Dodelijke autonome wapensystemen kunnen zonder betekenisvolle menselijke controle de kritische taken van het kiezen en aanvallen van afzonderlijke doelwitten verrichten.

Hierbij definieert het Europees Parlement dodelijke autonome wapensystemen als wapensystemen “die zonder betekenisvolle menselijke controle de kritische taken van het kiezen en aanvallen van afzonderlijke doelwitten verrichten”, waarbij wordt toegevoegd dat geautomatiseerde, op afstand bediende systemen geen dodelijke autonome wapens zijn.
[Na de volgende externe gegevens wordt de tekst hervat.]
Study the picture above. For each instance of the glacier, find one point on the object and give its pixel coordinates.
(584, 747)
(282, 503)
Op VN-niveau pleiten 28 landen voor een verbod op killer robots.[1] Nederland behoort niet tot die landen. In zijn reactie op het AIV-CAVV-advies “Autonome wapensystemen: De noodzaak van betekenisvolle menselijke controle” uit 2015 geeft het Nederlandse kabinet aan dat het geen voorstander is van een verbod of een moratorium op de ontwikkeling van autonome wapensystemen.
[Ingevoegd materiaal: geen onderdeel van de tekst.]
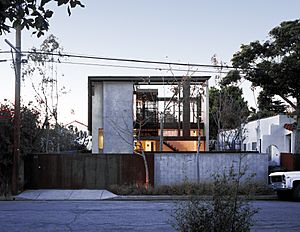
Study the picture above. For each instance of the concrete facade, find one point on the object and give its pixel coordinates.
(97, 102)
(175, 168)
(112, 112)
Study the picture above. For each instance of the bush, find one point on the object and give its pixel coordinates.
(227, 211)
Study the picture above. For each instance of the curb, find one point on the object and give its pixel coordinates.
(180, 198)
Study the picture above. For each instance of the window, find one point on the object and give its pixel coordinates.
(100, 139)
(254, 146)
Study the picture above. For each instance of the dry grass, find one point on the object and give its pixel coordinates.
(185, 188)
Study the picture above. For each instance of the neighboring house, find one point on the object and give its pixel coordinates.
(272, 135)
(122, 108)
Het heikele punt bij regulering van de inzet van autonome wapensystemen is wat wordt verstaan onder 'betekenisvolle menselijke controle'.

Het verwerpt wel de ontwikkeling en inzet van autonome systemen die niet onder betekenisvolle menselijke controle staan. De kernvraag daarbij is volgens het kabinet: “Hoe mensen in controle kunnen blijven en de verantwoordelijkheid kunnen blijven dragen voor systemen die in toenemende mate beschikken over een bepaalde mate van autonomie, zelflerend vermogen, of meer in het algemeen kunstmatige intelligentie”.[2] Het heikele punt bij regulering van de inzet van autonome wapensystemen is wat wordt verstaan onder 'betekenisvolle menselijke controle'.
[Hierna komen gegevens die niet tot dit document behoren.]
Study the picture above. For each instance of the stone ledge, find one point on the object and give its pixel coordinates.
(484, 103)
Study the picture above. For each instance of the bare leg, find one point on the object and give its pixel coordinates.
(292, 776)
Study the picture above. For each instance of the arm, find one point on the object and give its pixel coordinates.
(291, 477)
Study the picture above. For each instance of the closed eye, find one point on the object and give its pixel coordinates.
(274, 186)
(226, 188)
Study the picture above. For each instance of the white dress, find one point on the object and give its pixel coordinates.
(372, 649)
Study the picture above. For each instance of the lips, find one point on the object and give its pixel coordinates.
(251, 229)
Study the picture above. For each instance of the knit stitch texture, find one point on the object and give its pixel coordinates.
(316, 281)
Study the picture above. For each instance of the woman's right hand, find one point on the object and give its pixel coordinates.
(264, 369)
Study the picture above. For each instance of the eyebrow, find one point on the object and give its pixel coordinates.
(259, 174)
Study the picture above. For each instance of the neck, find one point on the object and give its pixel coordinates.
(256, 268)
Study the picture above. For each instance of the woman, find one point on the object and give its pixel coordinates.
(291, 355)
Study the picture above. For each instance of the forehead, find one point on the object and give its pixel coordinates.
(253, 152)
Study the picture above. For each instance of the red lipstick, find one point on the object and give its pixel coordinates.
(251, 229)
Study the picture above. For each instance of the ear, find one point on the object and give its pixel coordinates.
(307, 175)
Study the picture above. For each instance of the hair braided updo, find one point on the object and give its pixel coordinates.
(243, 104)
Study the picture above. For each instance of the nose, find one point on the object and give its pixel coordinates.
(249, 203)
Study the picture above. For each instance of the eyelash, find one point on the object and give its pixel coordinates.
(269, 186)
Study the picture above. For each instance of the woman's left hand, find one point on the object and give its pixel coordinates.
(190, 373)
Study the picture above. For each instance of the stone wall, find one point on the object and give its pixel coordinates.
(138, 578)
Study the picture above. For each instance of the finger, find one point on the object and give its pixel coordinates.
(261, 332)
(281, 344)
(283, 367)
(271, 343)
Betekenisvolle menselijke controle bij de inzet van autonome wapensystemen

Bij het adresseren van deze vraag dient eerst gesteld te worden dat wapensystemen verschillende functies hebben, zoals navigatie, herkenning, transport en doelbestrijding.

In welke fase is betekenisvolle menselijke controle relevant?

Betekenisvolle menselijke controle heeft alleen betrekking op de fasen van doelbestrijding. Het doelbestrijdingsproces omvat alle momenten waarop de mens afwegingen maakt over het toepassen van geweld, hetgeen dient te gebeuren binnen de kaders van het humanitair oorlogsrecht.[3]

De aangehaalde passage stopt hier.